What should billing teams know to avoid contract-related denials?
Billing teams should be briefed on specific payer contract details, including unique codes, denial management protocols, and example scenarios. This helps them submit accurate claims, recognize non-standard denials, and know when to escalate issues for resolution.
Why is in-house coding expertise beneficial?
An in-house coder helps interpret payer contracts, ensuring correct coding and minimizing denials. Coders can bridge the gap between providers and billing companies, especially when multiple contracts with unique rules are involved, helping avoid costly billing errors.
What are the benefits of sending out clean claims?
Submitting clean claims that align with payer requirements minimizes rework, follow-up calls, and appeals. This proactive approach to billing reduces denied claims, ensuring a steady revenue stream and a more efficient revenue cycle for the practice.

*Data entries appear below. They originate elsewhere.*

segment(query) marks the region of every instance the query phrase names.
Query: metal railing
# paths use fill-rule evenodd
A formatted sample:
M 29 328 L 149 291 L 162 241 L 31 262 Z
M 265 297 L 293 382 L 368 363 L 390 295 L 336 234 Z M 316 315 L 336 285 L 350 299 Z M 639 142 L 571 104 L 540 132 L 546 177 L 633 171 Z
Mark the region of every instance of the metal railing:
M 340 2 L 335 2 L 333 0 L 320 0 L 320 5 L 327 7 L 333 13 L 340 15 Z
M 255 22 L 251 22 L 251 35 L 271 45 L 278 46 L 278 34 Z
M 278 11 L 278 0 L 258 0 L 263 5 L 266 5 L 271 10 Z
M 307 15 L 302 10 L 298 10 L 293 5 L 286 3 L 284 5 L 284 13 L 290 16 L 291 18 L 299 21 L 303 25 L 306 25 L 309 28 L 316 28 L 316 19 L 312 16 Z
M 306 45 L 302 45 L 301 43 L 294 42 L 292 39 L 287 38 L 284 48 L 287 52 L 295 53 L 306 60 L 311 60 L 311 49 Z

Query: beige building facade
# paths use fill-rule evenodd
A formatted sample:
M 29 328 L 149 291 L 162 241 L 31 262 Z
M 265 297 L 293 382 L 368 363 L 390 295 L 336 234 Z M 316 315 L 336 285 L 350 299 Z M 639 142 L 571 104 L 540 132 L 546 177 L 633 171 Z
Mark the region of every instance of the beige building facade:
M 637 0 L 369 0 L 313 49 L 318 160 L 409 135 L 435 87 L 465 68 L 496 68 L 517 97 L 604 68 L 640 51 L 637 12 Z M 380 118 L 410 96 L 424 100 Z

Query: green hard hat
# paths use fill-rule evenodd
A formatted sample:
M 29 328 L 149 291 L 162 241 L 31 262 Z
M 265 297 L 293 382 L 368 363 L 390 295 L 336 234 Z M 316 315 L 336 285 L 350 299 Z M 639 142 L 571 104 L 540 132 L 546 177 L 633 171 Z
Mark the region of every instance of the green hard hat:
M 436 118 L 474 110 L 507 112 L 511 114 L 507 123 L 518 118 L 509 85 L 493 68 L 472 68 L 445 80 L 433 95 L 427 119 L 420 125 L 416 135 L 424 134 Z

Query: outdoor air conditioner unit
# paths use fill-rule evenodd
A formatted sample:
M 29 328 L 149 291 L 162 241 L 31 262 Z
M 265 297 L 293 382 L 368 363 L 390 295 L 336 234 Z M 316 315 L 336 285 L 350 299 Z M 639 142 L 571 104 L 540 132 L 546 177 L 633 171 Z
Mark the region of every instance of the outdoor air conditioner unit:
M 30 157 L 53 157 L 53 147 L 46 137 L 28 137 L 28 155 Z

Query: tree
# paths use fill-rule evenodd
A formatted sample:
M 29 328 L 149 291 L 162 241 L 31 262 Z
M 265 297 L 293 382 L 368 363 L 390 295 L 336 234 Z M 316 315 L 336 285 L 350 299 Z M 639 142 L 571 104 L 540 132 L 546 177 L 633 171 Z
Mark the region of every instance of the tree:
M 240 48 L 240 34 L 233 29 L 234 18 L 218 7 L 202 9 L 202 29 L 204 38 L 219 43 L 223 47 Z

Final Thoughts: Strive for Clean Claims and Avoid Rework
You aim to send accurate claims that meet payer requirements on the first try. This reduces rework, follow-up calls, and lengthy appeals processes. Proactively reviewing and understanding your contracts minimizes issues and ensures smoother revenue cycles.
Every denied claim represents lost revenue. Investing time now to understand payer contracts pays off through fewer delays, fewer denials, and a more efficient revenue cycle. Knowing each payer’s expectations allows you to set up systems that align every claim from submission to payment.